Au coeur des recherches sur les sociétés et les espaces ruraux

Lieu : MRSH - Amphithéâtre
Début : 04/04/2017 - 14:30
Fin : 04/04/2017 - 18:00
Responsable(s) scientifique(s) : Philippe MADELINE et Jean-Marc MORICEAU
  • Fulgence DELLEAUX, Maître de conférences en histoire moderne à l’université de Namur
    « Un itinéraire d’historien ruraliste : des sociétés d’agriculture à la microhistoire »

    Résumé. Cette intervention tente de mettre en valeur la cohérence historiographique d’un ensemble de travaux, entrepris depuis 2004, ayant pour dénominateur commun la grande exploitation agricole au XVIIIe siècle.

    Au point de départ se trouve une thèse sur l’évolution socioéconomique des campagnes du Hainaut français de la fin du règne de Louis XIV jusqu’au début du XIXe siècle. La période est marquée par d’âpres conflits militaires et à la suite une croissance démographique exceptionnelle. L’hypothèse de départ était de montrer que cette conjoncture atypique pouvait avoir un impact sur la structure des campagnes hennuyères. Elle pouvait être l’élément déclencheur, ou tout du moins amplificateur, de toute une série de transformations. Nous avons tenté de les observer en resserrant la focale sur les « censiers », de moyens et grands exploitants en fermage, dont l’exploitation est souvent la propriété d’un  seigneur, et qui occupent une part importante des terroirs. L’enquête a alors révélé, en combinant approches macro et micro, d’une part la palette de stratégies d’adaptation des censiers face à des événements spécifiques ; d’autre part, le rôle actif, stimulateur et indispensable de plusieurs seigneurs.

    Nonobstant, bon nombre d’aspects relatifs aux dynamiques et stratégies de fonctionnement de la grande exploitation au siècle des Lumières restaient dans l’ombre. Pour les saisir sur le vif, nous avons aujourd’hui pris le parti d’utiliser des « écrits paysans » suffisamment détaillés, à savoir des livres de comptes, des journaux, des correspondances ou encore des mémoires sous la plume de grands exploitants ou d’employés au service des grands domaines agricoles. Autant de témoignages directs susceptibles de réévaluer, de notre point de vue, l’apport des autres sources habituellement invoquées lors d’études se rapportant à la marche des grandes exploitations agricoles. Au fil des découvertes archivistiques, le champ géographique a été étendu à la Belgique et à la Suisse romande.

  • Nicolas CAHAGNE, docteur en géographie de l’Université de Rennes 2
    « La ruralité au comptoir. Un regard sur les recompositions sociales et culturelles des campagnes bretonnes au prisme de l’évolution des cafés et des  pratiques »
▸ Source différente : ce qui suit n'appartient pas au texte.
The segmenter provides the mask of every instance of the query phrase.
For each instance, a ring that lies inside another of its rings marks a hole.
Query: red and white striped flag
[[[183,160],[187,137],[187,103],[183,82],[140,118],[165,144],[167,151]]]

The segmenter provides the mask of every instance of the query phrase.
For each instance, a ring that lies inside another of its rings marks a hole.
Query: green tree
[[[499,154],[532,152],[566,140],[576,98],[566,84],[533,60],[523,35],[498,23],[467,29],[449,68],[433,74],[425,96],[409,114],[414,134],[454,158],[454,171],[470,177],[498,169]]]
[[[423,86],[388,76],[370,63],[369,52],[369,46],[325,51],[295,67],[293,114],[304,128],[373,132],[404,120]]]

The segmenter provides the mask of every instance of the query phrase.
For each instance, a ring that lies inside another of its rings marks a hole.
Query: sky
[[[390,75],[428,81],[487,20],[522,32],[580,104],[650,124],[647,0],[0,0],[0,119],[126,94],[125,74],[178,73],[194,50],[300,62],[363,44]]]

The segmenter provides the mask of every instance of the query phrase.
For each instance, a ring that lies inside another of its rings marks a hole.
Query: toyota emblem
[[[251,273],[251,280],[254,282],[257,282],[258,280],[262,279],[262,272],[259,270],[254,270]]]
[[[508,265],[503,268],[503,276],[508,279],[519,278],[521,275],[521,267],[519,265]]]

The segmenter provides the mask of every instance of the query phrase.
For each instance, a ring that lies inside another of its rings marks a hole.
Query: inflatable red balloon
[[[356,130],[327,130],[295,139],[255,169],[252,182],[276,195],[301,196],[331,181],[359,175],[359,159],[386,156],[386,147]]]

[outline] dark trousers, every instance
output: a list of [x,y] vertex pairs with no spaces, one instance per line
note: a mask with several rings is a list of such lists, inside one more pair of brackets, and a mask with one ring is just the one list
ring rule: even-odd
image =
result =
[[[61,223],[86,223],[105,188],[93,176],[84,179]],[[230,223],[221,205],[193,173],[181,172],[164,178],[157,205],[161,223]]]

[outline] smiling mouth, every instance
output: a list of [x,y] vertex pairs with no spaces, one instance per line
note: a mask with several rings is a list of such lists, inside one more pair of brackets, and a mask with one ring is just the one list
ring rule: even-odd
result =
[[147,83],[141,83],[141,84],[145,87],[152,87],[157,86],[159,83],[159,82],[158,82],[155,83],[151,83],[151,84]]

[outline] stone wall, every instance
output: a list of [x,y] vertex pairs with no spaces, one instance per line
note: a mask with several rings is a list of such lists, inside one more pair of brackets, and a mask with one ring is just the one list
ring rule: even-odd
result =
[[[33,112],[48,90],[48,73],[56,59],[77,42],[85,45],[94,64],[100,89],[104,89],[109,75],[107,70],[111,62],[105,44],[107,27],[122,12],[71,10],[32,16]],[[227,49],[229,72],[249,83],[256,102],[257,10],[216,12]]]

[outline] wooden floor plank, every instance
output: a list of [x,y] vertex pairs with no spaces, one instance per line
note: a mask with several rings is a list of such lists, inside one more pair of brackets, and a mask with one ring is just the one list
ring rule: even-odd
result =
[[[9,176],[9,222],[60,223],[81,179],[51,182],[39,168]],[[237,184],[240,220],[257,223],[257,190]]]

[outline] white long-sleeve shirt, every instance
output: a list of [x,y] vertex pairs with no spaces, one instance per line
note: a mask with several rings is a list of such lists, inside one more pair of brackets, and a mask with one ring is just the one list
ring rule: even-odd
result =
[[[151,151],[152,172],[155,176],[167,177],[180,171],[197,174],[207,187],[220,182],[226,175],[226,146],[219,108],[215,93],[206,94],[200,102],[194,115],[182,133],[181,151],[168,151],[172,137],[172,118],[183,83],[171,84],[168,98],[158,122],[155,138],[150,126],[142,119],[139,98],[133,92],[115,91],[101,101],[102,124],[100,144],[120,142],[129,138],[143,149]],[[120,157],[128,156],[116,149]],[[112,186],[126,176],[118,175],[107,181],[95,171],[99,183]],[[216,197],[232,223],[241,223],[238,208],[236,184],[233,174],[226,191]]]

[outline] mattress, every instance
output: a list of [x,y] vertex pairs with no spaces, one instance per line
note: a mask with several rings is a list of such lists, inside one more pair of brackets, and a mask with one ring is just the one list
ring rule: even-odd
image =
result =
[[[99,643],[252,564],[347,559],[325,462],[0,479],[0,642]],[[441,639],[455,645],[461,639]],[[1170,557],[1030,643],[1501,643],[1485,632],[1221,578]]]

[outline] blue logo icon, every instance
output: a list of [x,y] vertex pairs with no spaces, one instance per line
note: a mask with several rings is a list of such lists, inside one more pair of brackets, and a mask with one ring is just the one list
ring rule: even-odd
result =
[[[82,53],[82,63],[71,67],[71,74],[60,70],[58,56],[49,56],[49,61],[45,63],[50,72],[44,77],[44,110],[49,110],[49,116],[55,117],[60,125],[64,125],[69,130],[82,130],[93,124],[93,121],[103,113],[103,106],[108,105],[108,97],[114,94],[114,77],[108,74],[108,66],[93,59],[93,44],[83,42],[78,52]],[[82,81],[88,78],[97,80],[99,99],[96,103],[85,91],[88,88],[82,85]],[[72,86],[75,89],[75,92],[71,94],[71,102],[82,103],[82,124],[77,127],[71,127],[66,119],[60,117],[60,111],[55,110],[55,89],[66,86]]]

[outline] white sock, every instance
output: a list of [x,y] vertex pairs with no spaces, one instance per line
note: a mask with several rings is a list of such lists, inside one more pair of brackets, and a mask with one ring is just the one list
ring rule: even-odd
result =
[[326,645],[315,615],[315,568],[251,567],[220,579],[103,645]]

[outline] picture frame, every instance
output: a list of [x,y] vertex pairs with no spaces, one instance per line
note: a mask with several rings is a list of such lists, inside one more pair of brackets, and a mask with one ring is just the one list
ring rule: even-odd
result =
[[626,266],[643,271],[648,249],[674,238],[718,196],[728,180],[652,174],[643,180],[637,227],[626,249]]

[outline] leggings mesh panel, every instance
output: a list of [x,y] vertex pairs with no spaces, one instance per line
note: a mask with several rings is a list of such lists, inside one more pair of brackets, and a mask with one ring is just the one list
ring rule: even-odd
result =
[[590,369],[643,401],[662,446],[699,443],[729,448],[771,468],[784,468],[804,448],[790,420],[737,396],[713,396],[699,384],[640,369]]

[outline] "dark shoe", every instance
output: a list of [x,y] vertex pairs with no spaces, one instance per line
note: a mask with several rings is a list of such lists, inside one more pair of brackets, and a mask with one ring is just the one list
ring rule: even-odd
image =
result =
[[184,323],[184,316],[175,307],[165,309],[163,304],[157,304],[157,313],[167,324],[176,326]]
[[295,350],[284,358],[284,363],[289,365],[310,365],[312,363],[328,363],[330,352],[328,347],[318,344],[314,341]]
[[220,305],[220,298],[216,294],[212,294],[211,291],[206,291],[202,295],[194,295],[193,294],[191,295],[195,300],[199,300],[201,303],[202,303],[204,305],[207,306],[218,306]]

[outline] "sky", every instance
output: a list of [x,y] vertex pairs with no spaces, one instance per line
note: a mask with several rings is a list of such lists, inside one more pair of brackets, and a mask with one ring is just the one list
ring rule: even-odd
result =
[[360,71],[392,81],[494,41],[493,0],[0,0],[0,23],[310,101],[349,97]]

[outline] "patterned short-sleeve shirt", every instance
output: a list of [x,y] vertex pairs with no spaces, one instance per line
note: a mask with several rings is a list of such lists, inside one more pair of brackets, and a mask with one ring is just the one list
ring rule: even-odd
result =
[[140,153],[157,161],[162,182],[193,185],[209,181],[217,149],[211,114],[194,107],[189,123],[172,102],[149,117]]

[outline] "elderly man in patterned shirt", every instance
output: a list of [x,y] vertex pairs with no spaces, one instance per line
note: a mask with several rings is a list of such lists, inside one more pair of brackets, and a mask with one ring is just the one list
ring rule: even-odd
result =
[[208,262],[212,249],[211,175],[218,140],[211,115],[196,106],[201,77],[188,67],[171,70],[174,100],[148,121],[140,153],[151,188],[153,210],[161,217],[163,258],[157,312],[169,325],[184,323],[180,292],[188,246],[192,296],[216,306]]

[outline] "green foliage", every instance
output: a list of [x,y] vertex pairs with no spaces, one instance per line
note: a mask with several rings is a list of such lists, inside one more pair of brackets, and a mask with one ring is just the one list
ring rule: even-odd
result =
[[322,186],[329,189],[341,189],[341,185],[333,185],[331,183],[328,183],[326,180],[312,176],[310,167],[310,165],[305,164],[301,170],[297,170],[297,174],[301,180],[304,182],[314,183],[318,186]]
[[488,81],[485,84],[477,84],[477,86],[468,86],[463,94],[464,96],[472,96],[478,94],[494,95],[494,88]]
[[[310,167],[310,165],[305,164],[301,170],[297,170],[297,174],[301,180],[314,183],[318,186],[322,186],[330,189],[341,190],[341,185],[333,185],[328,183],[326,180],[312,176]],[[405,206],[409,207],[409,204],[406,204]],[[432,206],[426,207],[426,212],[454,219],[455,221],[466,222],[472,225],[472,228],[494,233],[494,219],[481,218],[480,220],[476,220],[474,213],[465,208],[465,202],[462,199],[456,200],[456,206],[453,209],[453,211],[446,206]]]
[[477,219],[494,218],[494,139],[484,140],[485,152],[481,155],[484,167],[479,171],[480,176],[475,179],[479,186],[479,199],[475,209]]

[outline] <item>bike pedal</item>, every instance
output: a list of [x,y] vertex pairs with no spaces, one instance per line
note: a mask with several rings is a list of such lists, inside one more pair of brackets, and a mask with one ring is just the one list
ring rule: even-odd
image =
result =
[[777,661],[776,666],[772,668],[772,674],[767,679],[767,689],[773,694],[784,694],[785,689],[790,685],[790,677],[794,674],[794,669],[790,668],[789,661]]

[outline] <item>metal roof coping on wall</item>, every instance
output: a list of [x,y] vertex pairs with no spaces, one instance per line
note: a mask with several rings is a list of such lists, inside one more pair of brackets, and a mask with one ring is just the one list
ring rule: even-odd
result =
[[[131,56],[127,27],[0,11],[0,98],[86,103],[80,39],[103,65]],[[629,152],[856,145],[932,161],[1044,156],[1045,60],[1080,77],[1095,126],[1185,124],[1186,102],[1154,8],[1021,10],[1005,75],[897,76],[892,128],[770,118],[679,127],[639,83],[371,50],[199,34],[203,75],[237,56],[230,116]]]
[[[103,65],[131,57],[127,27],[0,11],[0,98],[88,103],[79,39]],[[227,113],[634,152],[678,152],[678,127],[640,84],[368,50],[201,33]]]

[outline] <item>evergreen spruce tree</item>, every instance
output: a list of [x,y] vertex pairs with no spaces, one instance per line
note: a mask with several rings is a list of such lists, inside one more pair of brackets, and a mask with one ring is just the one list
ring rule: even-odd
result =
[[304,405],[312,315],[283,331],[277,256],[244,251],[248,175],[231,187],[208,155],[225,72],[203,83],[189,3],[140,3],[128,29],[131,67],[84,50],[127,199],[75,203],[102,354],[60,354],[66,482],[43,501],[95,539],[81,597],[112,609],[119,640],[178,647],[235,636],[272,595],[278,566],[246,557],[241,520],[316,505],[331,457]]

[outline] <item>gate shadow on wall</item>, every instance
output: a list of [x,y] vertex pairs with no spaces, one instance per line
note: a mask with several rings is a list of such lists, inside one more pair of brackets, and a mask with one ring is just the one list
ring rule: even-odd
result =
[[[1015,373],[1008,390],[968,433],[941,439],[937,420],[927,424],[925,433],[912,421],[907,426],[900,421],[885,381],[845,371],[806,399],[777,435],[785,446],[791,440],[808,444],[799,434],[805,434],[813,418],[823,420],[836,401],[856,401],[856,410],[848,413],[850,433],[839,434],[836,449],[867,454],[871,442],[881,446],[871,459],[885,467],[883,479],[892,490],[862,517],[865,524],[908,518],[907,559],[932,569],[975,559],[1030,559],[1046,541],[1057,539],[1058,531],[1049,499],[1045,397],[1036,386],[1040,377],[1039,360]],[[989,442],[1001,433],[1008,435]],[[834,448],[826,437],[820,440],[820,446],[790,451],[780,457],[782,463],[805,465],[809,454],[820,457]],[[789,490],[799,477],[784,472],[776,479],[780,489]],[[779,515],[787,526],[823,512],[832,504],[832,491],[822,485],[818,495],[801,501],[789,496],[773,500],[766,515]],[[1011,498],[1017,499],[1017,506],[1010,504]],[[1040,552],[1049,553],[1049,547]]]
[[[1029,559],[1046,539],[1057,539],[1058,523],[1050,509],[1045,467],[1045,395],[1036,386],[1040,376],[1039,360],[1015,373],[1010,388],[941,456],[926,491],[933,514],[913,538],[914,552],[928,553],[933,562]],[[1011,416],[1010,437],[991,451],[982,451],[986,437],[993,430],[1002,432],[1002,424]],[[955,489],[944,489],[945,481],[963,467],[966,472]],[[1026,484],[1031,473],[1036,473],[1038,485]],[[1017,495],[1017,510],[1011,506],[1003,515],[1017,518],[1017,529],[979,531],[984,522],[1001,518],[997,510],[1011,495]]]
    Résumé. Le renouveau des campagnes est, depuis deux décennies, bien documenté, notamment du point de vue des dynamiques démographiques des espaces ruraux, de leurs recompositions socio-économiques et de la diversification croissante des populations rurales. Il nous semble en revanche que l’évolution des manières d’habiter le rural au quotidien a moins retenu l’attention des chercheurs. Dans cette communication, nous proposons un regard original sur les nouvelles ruralités à partir d’un objet relativement peu considéré, presque oublié par la recherche : les cafés ruraux. En interrogeant le déclin et les formes de résistance de ces lieux dans les campagnes bretonnes, en insistant sur les stratégies des cafetiers face aux nouvelles attentes des populations rurales et sur la diversité des pratiques et des motivations des clients, il s’agit de rendre compte de la variété des modes d’habiter ruraux et des inévitables processus de différenciations et de micro-distinctions sociales qui procèdent du partage d’un même espace local par des groupes sociaux hétérogènes.